7.2 Energy from a fission reaction
Problem: Calculate the energy released when 1.0 g of 235U undergoes complete fission (average \(Q = 200\) MeV per fission).
- Number of nuclei: \(N = \dfrac{1.0\;\text{g}}{235\;\text{g mol}^{-1}} N_A = 2.56\times10^{21}\).
- Total energy: \(E = N \times 200\;\text{MeV}=2.56\times10^{21}\times200\times1.602\times10^{-13}\;\text{J}=8.2\times10^{10}\;\text{J}\).
- Equivalent to burning ≈ 2 kg of gasoline.
8. Real‑World Applications
- Medical imaging: γ‑rays from 99mTc (half‑life = 6 h) are used in single‑photon emission computed tomography (SPECT).
- Radiotherapy: High‑energy β⁻ or γ emitters (e.g., 60Co, \(t_{½}=5.27\) y) deliver therapeutic doses to tumours.
- Carbon dating: β⁻ decay of 14C (\(t_{½}=5730\) y) provides ages up to ~50 000 y for archaeological samples.
- Nuclear power: Heat from the fission of 235U or 239Pu drives turbines in commercial reactors.
9. Summary
- Mass‑defect → binding energy → binding‑energy‑per‑nucleon curve explains why nuclei around A ≈ 56 are most stable.
- Radioactive decay follows \(N(t)=N_0e^{-\lambda t}\); the decay constant is related to half‑life by \(\lambda = 0.693/t_{½}\).
- Activity \(A=\lambda N\) decays with the same exponential law.
- Four principal decay modes (α, β⁻, β⁺/EC, γ) are described by balanced nuclear equations and quark‑level processes.

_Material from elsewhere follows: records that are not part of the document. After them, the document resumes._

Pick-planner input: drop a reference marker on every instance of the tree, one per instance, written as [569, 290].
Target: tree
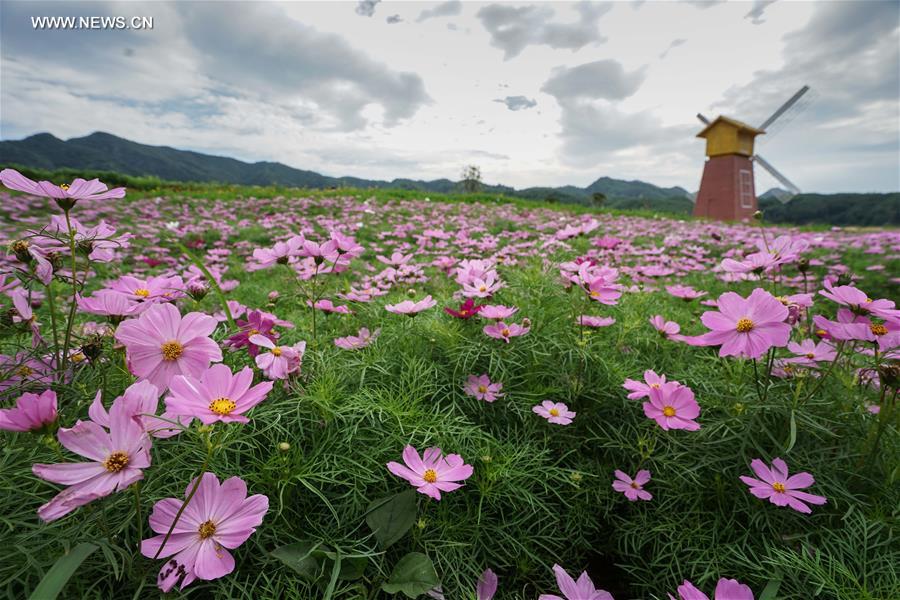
[471, 179]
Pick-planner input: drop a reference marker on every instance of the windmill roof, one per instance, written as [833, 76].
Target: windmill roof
[733, 122]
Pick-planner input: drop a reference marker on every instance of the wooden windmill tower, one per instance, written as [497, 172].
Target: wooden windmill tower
[727, 190]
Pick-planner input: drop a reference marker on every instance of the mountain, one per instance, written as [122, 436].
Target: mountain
[105, 152]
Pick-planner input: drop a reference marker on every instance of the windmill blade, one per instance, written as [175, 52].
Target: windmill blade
[784, 107]
[778, 176]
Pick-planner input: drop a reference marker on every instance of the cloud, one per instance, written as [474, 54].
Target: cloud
[605, 79]
[366, 8]
[673, 44]
[515, 103]
[444, 9]
[512, 29]
[756, 12]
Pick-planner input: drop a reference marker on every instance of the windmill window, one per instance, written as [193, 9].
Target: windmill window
[746, 189]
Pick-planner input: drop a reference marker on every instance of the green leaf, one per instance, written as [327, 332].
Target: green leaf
[300, 556]
[413, 575]
[770, 592]
[58, 575]
[312, 560]
[390, 518]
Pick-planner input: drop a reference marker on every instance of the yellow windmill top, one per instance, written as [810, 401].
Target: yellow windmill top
[729, 136]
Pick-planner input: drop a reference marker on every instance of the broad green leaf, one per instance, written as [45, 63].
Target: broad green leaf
[413, 575]
[390, 518]
[58, 575]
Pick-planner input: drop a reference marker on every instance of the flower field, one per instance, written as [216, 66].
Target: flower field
[242, 393]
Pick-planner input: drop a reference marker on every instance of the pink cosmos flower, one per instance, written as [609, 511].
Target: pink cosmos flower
[487, 585]
[408, 307]
[481, 388]
[161, 344]
[280, 361]
[665, 328]
[781, 490]
[66, 194]
[498, 312]
[355, 342]
[726, 589]
[633, 488]
[220, 517]
[432, 473]
[858, 302]
[555, 412]
[142, 400]
[640, 390]
[672, 406]
[589, 321]
[31, 413]
[747, 327]
[583, 589]
[118, 458]
[218, 395]
[502, 331]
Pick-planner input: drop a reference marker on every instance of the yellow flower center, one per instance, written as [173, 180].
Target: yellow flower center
[172, 350]
[206, 529]
[222, 406]
[878, 329]
[116, 462]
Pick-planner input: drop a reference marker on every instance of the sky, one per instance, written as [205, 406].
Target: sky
[535, 93]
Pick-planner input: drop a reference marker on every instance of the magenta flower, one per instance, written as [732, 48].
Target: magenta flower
[408, 307]
[31, 413]
[747, 327]
[502, 331]
[217, 519]
[665, 328]
[280, 361]
[467, 309]
[555, 412]
[218, 395]
[355, 342]
[781, 490]
[640, 390]
[66, 194]
[142, 400]
[161, 344]
[481, 388]
[487, 585]
[633, 488]
[672, 406]
[118, 458]
[726, 589]
[583, 589]
[432, 473]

- Fission (A > 56) and fusion (A < 56) release energy because the products have a larger binding‑energy‑per‑nucleon.
- Mathematical tools (logarithms, exponentials, unit conversion, error propagation) are essential for quantitative analysis.
- Understanding half‑life measurement techniques and safety is a key AO3 requirement.
- Radioactive processes have vital applications in medicine, archaeology and energy production.